その穴の奥、鏡の向こうに・穴編
「よせ、打海」
そう制止を入れたのは、鷲尾だった。え、こいつ、二人の会話解ってんの?そんなに頭良かったっけ?でも考えてみれば、宝亀のこ・・・じゃなかった、一番の友達である鷲尾は、ある程度頭がよくないと彼女と会話もできないだろう。
しかし。
「折角若杉が俺らに協力してくれるって言ってんだ。無駄にするのはよくないって」
・・・そうだ。こいつ、たまにものすごく純粋なんだった。年上相手にいうのもあれなんだけどさ。
「それに、若杉のしたいこともわかるだろ?」
・・・え、解ってんの?
ぽかんとしていると、打海も「むむむ・・・」と黙りこくった。黙ったってことは解ってるってことで・・・
つまり、俺だけ解ってない。
「ちょ、ちょっと待っ・・・」
「あーもー!!どうなってんのかわっかりゃしないじゃない!!もっと解りやすい言葉で言いなさいよ!」
セリフとられた。
が、まあいい。グッジョブ、藤堂。ナイス藤堂。俺もそれが聞きたかった。
すると、今まで黙っていた根角がため息をつく。それから勇み足で前に出て、若杉に掴みかかろうとしていた藤堂の首根っこを掴んだ。ずるずると、後ろに下げる。
「若杉が利己的に動かないわけがないじゃないか」
今、「亀まがい」が俺に従属をしている。それがどういうことなのかは、もう前に説明したとおりだ。ただ、ここからがその続きになる。
根角の居場所が皆知られている状態で、赤と白の両方が様々な手を駆使して来た場合、若杉は逃げられないだろう。嫌いな王族に仕えることになるかもしれない。

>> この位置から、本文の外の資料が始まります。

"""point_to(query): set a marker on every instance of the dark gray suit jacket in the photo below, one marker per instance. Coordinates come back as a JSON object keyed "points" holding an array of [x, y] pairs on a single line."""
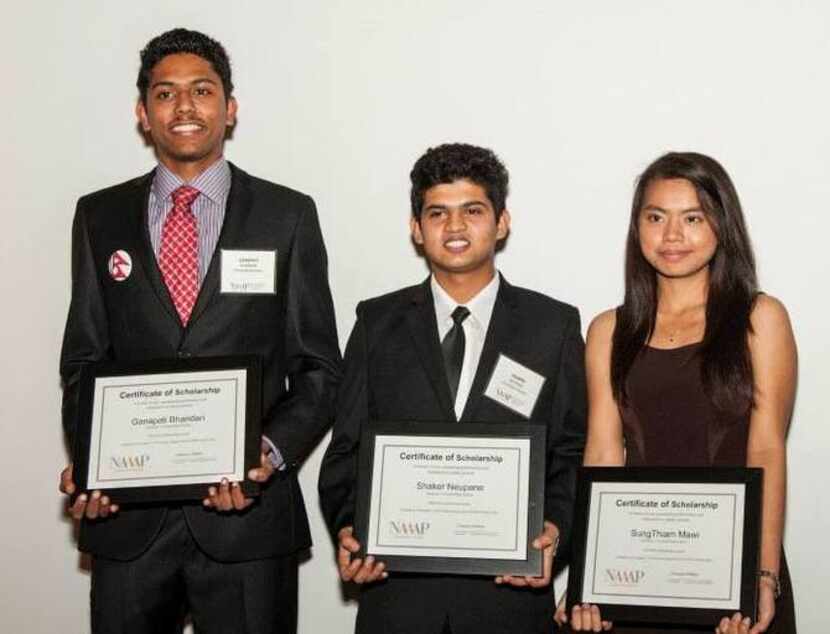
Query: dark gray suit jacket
{"points": [[394, 372], [293, 332]]}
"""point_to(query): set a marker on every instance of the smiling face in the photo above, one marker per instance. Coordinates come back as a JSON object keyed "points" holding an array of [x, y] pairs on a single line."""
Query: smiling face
{"points": [[458, 231], [186, 114], [676, 236]]}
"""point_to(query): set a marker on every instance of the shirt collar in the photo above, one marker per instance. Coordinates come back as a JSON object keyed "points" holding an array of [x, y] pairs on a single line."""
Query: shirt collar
{"points": [[480, 306], [214, 183]]}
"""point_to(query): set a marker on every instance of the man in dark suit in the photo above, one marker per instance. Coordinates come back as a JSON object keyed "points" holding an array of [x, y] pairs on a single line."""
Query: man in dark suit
{"points": [[427, 354], [149, 282]]}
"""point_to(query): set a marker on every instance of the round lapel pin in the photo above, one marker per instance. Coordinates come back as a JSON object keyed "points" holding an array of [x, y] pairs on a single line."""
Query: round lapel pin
{"points": [[120, 265]]}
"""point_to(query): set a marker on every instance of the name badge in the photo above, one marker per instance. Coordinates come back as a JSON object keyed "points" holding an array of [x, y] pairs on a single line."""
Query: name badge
{"points": [[514, 386], [249, 272]]}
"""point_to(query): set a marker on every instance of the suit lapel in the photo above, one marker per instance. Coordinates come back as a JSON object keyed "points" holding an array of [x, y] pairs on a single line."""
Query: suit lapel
{"points": [[503, 326], [236, 216], [424, 330], [145, 248]]}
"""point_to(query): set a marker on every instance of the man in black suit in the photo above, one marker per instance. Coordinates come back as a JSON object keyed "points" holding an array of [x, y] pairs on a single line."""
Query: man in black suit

さて、そこに俺と言う新たな選択肢が現れたわけだ。そして俺は宝亀の主・・・っていうとあれなんだけど、一応それもやってるし、若杉の選択肢としてはまあいい方だったんだろう。ありがたい・・・のかわからないけど。
そこまできたら、若杉の頭の中ではもう答えは一つだ。俺に仕えればいい。だって俺に仕えれば、どちらに仕えるのかと言われることもないし、戦争反対を掲げていれば戦争にかかわることもない。つまりこの部屋から出る必要もないわけだ。